The main ingredient in beer, wine, and liquor is ethyl alcohol—a very similar compound to what is used in ethanol-based gasolines! According to the National Institute on Drug Abuse, a standard drink of alcohol is equal to 0.6 ounces of pure alcohol or its equivalents in 12 ounces of beer, 8 ounces of malt liquor, 5 ounces of wine, or 1.5 ounces of 80-proof liquor. Alcohol will affect men and women differently based on body weight, amount of alcohol consumed, and the time in which the consumption took place. However, alcohol intoxication—including decreased inhibitions, slurred speech, and loss of motor coordination—is a common outcome of drinking alcohol.

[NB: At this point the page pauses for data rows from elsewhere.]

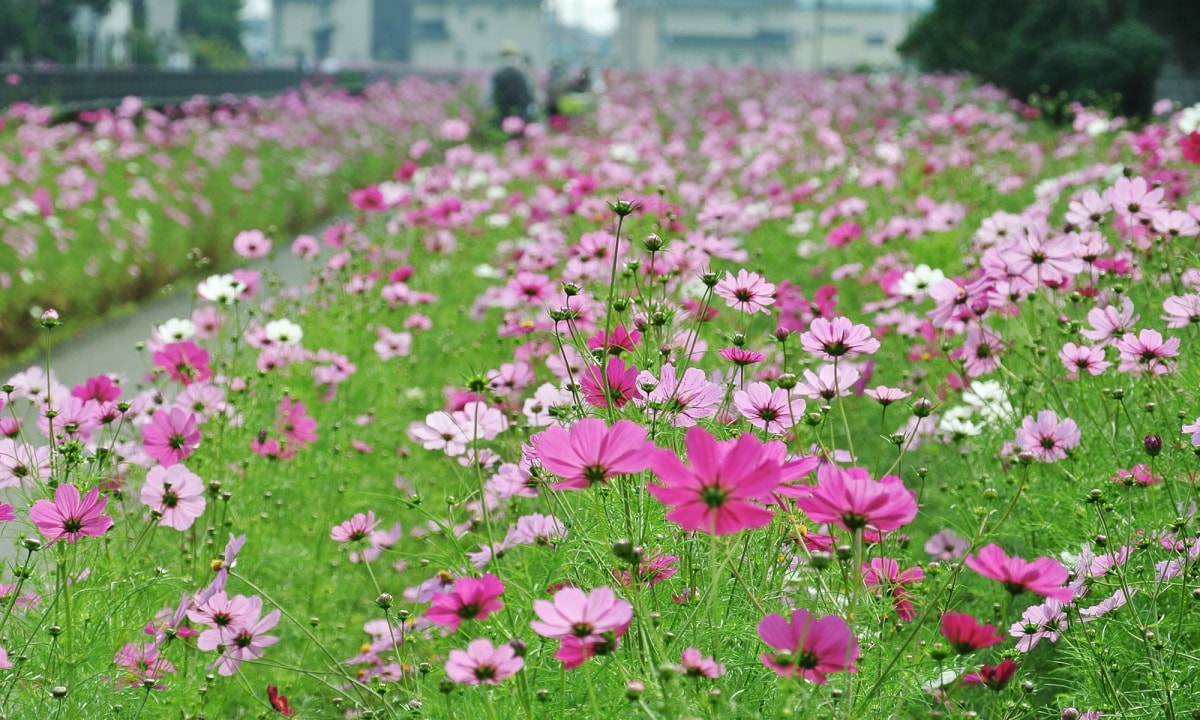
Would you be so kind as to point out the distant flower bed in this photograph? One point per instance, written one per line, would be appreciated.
(767, 395)
(114, 207)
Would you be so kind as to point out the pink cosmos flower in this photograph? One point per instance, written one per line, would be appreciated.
(241, 641)
(142, 664)
(649, 573)
(683, 400)
(808, 647)
(295, 425)
(827, 383)
(749, 292)
(886, 575)
(592, 451)
(1041, 622)
(721, 490)
(886, 396)
(995, 677)
(694, 665)
(481, 663)
(852, 501)
(741, 357)
(1182, 311)
(175, 495)
(772, 411)
(1044, 576)
(1135, 199)
(439, 432)
(185, 363)
(582, 616)
(981, 351)
(966, 635)
(252, 244)
(1110, 323)
(355, 528)
(831, 340)
(615, 383)
(469, 600)
(69, 516)
(1048, 438)
(171, 436)
(1083, 359)
(1147, 353)
(947, 545)
(100, 388)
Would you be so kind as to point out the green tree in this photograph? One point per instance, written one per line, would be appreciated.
(1083, 48)
(214, 29)
(41, 29)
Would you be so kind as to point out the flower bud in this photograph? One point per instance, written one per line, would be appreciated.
(1152, 444)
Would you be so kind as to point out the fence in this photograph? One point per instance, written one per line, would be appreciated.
(71, 90)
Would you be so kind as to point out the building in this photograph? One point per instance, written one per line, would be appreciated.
(426, 33)
(803, 34)
(114, 37)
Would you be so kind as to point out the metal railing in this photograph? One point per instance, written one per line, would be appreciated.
(71, 90)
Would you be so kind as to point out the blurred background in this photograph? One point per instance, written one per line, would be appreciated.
(1123, 53)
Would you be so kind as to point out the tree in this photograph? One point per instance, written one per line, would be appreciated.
(214, 28)
(1083, 48)
(41, 29)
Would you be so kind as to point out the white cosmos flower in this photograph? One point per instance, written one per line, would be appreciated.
(177, 330)
(283, 331)
(918, 280)
(1189, 119)
(220, 288)
(990, 399)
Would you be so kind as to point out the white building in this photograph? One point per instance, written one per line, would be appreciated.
(114, 34)
(425, 33)
(804, 34)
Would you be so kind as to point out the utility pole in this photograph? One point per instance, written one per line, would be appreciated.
(819, 35)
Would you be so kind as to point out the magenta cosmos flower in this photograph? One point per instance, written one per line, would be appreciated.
(1048, 438)
(771, 411)
(613, 384)
(837, 339)
(582, 616)
(720, 491)
(171, 436)
(748, 292)
(69, 517)
(481, 663)
(966, 634)
(175, 495)
(592, 451)
(808, 647)
(184, 361)
(471, 600)
(852, 501)
(355, 528)
(1044, 576)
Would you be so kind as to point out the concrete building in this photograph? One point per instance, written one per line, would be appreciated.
(803, 34)
(113, 31)
(425, 33)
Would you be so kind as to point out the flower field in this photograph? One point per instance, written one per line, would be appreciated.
(757, 395)
(109, 209)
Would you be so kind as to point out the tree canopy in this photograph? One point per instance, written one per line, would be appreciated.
(1113, 48)
(41, 30)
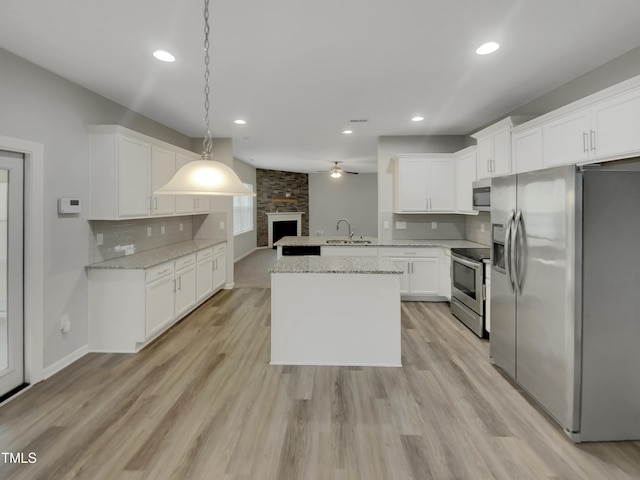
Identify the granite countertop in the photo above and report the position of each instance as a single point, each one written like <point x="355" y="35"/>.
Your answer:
<point x="322" y="240"/>
<point x="156" y="256"/>
<point x="354" y="265"/>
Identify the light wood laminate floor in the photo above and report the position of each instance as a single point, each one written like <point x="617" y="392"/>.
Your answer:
<point x="203" y="402"/>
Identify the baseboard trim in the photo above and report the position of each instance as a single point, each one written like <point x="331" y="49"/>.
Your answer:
<point x="66" y="361"/>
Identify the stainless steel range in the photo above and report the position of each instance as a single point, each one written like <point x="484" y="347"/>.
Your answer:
<point x="468" y="287"/>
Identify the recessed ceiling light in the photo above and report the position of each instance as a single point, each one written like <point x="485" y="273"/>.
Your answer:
<point x="487" y="48"/>
<point x="164" y="56"/>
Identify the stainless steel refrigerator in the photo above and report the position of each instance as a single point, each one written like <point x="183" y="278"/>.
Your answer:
<point x="565" y="294"/>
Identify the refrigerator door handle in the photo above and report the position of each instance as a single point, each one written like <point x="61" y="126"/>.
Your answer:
<point x="507" y="253"/>
<point x="514" y="259"/>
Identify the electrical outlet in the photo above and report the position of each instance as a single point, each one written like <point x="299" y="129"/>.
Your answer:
<point x="65" y="323"/>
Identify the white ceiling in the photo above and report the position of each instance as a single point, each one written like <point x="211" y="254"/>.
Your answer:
<point x="298" y="71"/>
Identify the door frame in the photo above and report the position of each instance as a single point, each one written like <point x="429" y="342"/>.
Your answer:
<point x="33" y="254"/>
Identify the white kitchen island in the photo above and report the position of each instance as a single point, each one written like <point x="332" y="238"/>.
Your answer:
<point x="335" y="311"/>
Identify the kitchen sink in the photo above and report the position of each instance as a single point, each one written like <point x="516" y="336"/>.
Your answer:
<point x="341" y="241"/>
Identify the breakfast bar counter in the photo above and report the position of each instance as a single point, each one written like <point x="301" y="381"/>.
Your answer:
<point x="335" y="311"/>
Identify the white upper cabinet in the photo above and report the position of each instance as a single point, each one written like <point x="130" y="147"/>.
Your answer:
<point x="601" y="127"/>
<point x="163" y="166"/>
<point x="566" y="139"/>
<point x="424" y="183"/>
<point x="190" y="203"/>
<point x="616" y="126"/>
<point x="527" y="149"/>
<point x="126" y="168"/>
<point x="494" y="148"/>
<point x="134" y="166"/>
<point x="465" y="165"/>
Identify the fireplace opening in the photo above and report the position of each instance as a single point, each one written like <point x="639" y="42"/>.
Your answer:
<point x="284" y="228"/>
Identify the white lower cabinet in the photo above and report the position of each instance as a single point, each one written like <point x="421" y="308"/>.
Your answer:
<point x="159" y="299"/>
<point x="130" y="307"/>
<point x="219" y="266"/>
<point x="185" y="279"/>
<point x="204" y="274"/>
<point x="421" y="267"/>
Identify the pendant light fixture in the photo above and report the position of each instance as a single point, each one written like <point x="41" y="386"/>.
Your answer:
<point x="206" y="176"/>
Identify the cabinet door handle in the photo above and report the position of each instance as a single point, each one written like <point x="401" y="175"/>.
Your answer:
<point x="585" y="142"/>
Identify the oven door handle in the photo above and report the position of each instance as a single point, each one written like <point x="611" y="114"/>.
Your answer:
<point x="468" y="263"/>
<point x="507" y="254"/>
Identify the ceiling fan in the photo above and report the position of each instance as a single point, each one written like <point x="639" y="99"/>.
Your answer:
<point x="336" y="171"/>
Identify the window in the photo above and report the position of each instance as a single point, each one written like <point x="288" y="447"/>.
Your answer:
<point x="243" y="212"/>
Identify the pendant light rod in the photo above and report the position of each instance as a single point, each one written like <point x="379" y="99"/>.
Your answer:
<point x="206" y="176"/>
<point x="208" y="140"/>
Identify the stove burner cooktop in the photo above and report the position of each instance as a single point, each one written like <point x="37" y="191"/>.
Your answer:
<point x="477" y="254"/>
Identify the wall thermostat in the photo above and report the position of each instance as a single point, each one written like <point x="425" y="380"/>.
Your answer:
<point x="68" y="205"/>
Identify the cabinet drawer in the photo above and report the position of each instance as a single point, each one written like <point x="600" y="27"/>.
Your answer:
<point x="159" y="271"/>
<point x="409" y="252"/>
<point x="185" y="261"/>
<point x="204" y="254"/>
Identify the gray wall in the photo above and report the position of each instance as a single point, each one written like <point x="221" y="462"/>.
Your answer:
<point x="617" y="70"/>
<point x="41" y="107"/>
<point x="245" y="243"/>
<point x="354" y="197"/>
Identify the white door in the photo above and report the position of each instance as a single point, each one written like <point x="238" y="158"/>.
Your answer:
<point x="442" y="185"/>
<point x="163" y="167"/>
<point x="412" y="185"/>
<point x="424" y="276"/>
<point x="11" y="273"/>
<point x="159" y="305"/>
<point x="134" y="164"/>
<point x="403" y="264"/>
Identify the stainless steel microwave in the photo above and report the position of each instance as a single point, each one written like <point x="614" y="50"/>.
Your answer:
<point x="482" y="195"/>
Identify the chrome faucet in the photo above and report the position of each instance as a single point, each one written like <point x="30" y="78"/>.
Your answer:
<point x="348" y="224"/>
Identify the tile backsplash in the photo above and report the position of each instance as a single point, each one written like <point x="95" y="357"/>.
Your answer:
<point x="478" y="228"/>
<point x="428" y="227"/>
<point x="132" y="236"/>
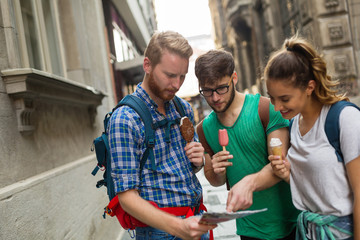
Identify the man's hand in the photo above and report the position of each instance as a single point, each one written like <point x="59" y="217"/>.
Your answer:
<point x="195" y="152"/>
<point x="220" y="162"/>
<point x="191" y="229"/>
<point x="240" y="196"/>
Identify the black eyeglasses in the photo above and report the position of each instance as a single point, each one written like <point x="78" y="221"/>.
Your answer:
<point x="219" y="90"/>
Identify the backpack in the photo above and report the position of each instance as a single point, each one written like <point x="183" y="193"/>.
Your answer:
<point x="102" y="150"/>
<point x="263" y="111"/>
<point x="332" y="126"/>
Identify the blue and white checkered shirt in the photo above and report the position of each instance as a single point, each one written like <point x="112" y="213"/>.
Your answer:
<point x="174" y="182"/>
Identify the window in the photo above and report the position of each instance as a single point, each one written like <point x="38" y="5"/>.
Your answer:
<point x="39" y="35"/>
<point x="124" y="48"/>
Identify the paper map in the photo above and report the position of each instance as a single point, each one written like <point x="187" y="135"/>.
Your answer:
<point x="214" y="218"/>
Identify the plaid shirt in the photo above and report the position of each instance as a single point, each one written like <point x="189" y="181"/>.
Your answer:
<point x="174" y="182"/>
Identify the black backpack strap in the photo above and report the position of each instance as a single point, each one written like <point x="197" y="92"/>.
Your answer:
<point x="179" y="106"/>
<point x="332" y="126"/>
<point x="139" y="106"/>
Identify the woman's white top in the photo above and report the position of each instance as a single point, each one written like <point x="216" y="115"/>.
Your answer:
<point x="318" y="181"/>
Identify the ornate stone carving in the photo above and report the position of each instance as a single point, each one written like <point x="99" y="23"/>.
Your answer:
<point x="341" y="63"/>
<point x="26" y="85"/>
<point x="331" y="3"/>
<point x="336" y="31"/>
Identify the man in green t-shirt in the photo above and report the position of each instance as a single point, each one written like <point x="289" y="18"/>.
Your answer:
<point x="244" y="164"/>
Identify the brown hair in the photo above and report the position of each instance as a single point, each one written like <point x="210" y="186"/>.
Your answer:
<point x="297" y="62"/>
<point x="170" y="41"/>
<point x="214" y="65"/>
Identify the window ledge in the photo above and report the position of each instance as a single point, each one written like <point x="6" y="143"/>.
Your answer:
<point x="26" y="85"/>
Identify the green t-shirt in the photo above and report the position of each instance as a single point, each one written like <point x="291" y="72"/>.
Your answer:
<point x="247" y="143"/>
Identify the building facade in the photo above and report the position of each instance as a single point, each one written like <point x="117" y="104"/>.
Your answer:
<point x="62" y="69"/>
<point x="252" y="29"/>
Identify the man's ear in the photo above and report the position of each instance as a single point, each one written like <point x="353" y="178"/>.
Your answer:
<point x="147" y="65"/>
<point x="311" y="87"/>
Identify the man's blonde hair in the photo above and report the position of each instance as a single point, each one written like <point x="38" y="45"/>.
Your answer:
<point x="171" y="41"/>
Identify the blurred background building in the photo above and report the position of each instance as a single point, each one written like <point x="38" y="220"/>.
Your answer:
<point x="252" y="29"/>
<point x="64" y="64"/>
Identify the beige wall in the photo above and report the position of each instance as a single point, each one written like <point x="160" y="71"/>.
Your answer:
<point x="46" y="187"/>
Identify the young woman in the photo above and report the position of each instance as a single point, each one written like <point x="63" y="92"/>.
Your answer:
<point x="326" y="190"/>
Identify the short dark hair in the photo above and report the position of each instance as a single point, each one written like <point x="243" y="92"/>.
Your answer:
<point x="213" y="66"/>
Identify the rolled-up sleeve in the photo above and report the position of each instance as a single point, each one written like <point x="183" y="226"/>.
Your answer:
<point x="125" y="141"/>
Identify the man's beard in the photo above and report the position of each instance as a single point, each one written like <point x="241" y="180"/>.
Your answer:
<point x="156" y="89"/>
<point x="229" y="102"/>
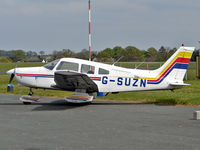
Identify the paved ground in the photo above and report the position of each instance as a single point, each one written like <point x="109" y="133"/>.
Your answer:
<point x="53" y="124"/>
<point x="2" y="72"/>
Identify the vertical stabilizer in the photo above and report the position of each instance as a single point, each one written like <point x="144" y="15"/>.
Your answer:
<point x="175" y="67"/>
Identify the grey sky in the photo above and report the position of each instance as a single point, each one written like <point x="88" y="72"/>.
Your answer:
<point x="57" y="24"/>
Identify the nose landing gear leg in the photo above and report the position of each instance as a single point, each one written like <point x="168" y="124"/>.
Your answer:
<point x="28" y="99"/>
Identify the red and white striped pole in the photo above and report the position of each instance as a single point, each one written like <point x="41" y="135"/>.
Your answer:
<point x="90" y="43"/>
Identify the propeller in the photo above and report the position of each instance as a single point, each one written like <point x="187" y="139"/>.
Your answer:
<point x="10" y="86"/>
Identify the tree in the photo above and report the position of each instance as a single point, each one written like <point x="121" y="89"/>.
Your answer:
<point x="118" y="51"/>
<point x="67" y="53"/>
<point x="5" y="59"/>
<point x="42" y="53"/>
<point x="132" y="53"/>
<point x="18" y="55"/>
<point x="152" y="53"/>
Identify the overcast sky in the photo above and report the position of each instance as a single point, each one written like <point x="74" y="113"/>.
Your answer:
<point x="57" y="24"/>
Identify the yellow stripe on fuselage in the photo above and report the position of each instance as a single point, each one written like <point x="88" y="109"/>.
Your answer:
<point x="180" y="54"/>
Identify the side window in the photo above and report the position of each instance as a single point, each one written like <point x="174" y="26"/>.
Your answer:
<point x="103" y="71"/>
<point x="67" y="66"/>
<point x="87" y="69"/>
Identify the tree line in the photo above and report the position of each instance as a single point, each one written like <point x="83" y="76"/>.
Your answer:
<point x="130" y="53"/>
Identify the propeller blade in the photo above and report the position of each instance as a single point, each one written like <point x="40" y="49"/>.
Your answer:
<point x="11" y="77"/>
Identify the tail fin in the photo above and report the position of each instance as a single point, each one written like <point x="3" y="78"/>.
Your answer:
<point x="174" y="69"/>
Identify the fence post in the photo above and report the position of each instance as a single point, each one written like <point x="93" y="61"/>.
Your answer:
<point x="197" y="67"/>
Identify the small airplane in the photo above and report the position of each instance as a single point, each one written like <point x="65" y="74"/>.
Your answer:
<point x="86" y="78"/>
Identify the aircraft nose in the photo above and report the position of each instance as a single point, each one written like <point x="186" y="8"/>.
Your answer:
<point x="10" y="71"/>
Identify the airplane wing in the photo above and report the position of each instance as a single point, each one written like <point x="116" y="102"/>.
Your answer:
<point x="71" y="81"/>
<point x="179" y="84"/>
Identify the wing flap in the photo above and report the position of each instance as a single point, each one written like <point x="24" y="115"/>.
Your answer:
<point x="71" y="81"/>
<point x="178" y="84"/>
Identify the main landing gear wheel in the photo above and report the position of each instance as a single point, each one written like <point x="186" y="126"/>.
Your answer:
<point x="27" y="103"/>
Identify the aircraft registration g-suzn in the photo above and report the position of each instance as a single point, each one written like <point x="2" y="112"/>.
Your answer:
<point x="86" y="78"/>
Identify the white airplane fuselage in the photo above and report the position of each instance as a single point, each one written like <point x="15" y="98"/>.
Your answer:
<point x="110" y="78"/>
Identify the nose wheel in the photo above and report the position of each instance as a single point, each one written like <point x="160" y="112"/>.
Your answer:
<point x="30" y="93"/>
<point x="28" y="99"/>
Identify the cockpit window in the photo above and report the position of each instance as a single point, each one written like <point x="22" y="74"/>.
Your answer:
<point x="103" y="71"/>
<point x="67" y="66"/>
<point x="52" y="64"/>
<point x="87" y="69"/>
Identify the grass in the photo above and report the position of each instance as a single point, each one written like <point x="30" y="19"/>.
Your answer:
<point x="8" y="66"/>
<point x="188" y="95"/>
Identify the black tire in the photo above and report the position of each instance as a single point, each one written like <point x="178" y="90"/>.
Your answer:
<point x="26" y="103"/>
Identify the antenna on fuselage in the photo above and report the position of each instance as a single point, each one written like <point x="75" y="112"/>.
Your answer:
<point x="90" y="43"/>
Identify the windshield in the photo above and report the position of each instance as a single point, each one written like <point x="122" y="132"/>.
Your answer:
<point x="52" y="64"/>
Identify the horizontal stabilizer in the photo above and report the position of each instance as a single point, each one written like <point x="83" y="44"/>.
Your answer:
<point x="79" y="98"/>
<point x="178" y="84"/>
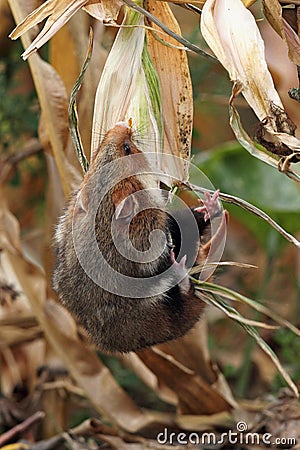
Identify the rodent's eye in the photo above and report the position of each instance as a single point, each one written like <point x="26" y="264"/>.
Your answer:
<point x="126" y="148"/>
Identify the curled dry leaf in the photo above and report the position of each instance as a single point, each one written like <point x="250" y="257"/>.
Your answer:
<point x="105" y="10"/>
<point x="53" y="100"/>
<point x="273" y="13"/>
<point x="241" y="51"/>
<point x="195" y="396"/>
<point x="172" y="68"/>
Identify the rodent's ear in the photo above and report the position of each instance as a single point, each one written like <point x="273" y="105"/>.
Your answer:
<point x="126" y="210"/>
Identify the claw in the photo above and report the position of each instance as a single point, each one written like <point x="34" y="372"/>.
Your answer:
<point x="210" y="206"/>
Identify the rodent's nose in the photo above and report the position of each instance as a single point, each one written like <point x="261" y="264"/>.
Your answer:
<point x="125" y="125"/>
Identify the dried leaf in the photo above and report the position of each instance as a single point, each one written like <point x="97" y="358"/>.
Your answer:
<point x="241" y="51"/>
<point x="72" y="113"/>
<point x="53" y="100"/>
<point x="129" y="89"/>
<point x="195" y="396"/>
<point x="106" y="10"/>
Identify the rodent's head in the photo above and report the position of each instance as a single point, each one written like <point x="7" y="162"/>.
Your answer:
<point x="118" y="142"/>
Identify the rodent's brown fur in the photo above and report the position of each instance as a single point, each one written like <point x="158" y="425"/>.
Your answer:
<point x="116" y="323"/>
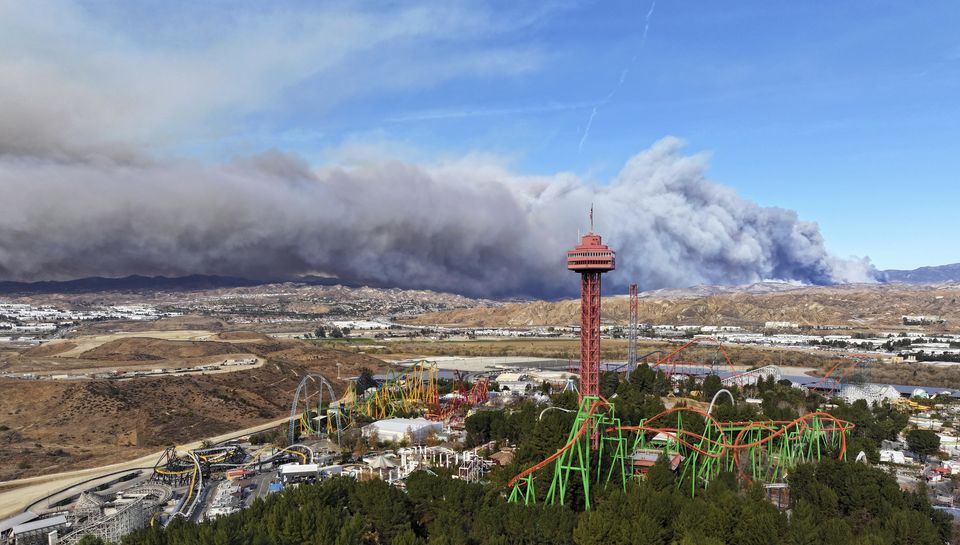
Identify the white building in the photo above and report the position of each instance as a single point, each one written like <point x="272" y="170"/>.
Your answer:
<point x="398" y="429"/>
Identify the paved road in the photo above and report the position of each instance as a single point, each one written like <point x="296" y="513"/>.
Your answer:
<point x="18" y="494"/>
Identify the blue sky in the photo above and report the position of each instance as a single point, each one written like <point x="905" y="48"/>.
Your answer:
<point x="845" y="112"/>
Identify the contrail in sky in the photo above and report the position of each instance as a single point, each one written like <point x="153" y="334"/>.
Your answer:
<point x="623" y="77"/>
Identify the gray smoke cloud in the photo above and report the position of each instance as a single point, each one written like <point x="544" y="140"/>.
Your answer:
<point x="469" y="227"/>
<point x="92" y="117"/>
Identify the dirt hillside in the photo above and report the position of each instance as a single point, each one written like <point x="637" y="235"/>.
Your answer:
<point x="49" y="426"/>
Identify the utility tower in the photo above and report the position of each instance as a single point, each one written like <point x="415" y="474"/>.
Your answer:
<point x="632" y="332"/>
<point x="590" y="259"/>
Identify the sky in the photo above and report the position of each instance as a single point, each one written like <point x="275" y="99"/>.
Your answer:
<point x="842" y="112"/>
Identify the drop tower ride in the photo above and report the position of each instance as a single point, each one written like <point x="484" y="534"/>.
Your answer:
<point x="590" y="259"/>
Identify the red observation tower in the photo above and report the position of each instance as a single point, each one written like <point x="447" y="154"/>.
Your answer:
<point x="590" y="258"/>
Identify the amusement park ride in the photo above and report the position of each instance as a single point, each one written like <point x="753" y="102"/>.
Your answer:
<point x="758" y="451"/>
<point x="599" y="448"/>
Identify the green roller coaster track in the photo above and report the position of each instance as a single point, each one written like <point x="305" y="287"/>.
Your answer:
<point x="761" y="451"/>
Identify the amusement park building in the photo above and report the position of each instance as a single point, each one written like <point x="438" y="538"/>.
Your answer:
<point x="398" y="429"/>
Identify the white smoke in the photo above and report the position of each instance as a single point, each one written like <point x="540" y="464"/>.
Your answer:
<point x="469" y="227"/>
<point x="90" y="118"/>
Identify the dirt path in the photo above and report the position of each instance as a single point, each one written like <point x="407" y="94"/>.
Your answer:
<point x="17" y="495"/>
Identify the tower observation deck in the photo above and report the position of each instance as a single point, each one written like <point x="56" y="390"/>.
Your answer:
<point x="590" y="258"/>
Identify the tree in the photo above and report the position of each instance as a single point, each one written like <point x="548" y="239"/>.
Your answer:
<point x="365" y="381"/>
<point x="923" y="442"/>
<point x="660" y="476"/>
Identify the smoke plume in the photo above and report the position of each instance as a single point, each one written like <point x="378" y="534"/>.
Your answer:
<point x="467" y="227"/>
<point x="92" y="119"/>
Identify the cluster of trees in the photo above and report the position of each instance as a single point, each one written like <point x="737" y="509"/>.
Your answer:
<point x="831" y="503"/>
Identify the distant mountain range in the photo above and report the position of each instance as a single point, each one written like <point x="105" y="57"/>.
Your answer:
<point x="198" y="282"/>
<point x="925" y="275"/>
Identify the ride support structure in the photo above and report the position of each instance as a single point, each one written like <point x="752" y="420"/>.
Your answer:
<point x="591" y="258"/>
<point x="573" y="464"/>
<point x="762" y="451"/>
<point x="632" y="331"/>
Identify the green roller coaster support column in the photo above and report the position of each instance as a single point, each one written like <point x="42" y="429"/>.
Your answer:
<point x="528" y="494"/>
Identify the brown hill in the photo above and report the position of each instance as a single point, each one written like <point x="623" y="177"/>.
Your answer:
<point x="861" y="306"/>
<point x="48" y="426"/>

In addition to the discomfort of alcohol intoxication and the resulting “hang over,” chronic alcohol consumption can lead to severe damage to your body. Alcohol is quickly absorbed into the blood stream, mostly from the stomach and small intestine, and affects every part of your body. The most commonly and severely affected organs include the brain, heart, liver, and pancreas. According to the National Institute on Alcohol Abuse and Alcoholism, chronic alcohol consumption can lead to health problems such as an irregular heartbeat, stroke, high blood pressure, alcoholic hepatitis, cirrhosis, and pancreatitis. Additionally, research has shown that chronic alcohol consumption can increase your chances of developing cancer of the mouth, esophagus, throat, and liver. Drinking alcohol can also increase your chances of getting ill—chronic drinkers are at high risk for pneumonia and tuberculosis.
While some people drink only once in a while, alcoholism is characterized by a strong desire or craving for alcohol which can cause damage to one’s mental and physical health, work and personal relationships. There is strong evidence that genetics plays a role in the development of alcoholism, but this doesn’t mean that everyone who is predisposed will develop alcoholism. However, individuals who have a parent or other close family members who are alcoholic may have a higher risk of developing alcoholism themselves.
Statistics regarding alcohol abuse—and early signs of alcoholism—are scary. In a 2015 survey, the National Institute on Drug Abuse reported that 42% of 10th graders had tried alcohol in the past year, while 21% of 8th graders had. In a study in 2014, the NIDA reported that 30% of individuals aged 12-17 had tried alcohol in their lifetime. For individuals who were 26 or older, that number was 88%. Other statistics are equally alarming. The Huffington Post, in 2015, reported that alcohol abuse is the third highest cause of death in the United States, with 100,000 people dying each year from an alcohol related cause.
If you or someone you know is struggling with alcohol addiction, you can reach out for help at the Substance Abuse and Mental Health Services Administration at 1-800-662-HELP (4357).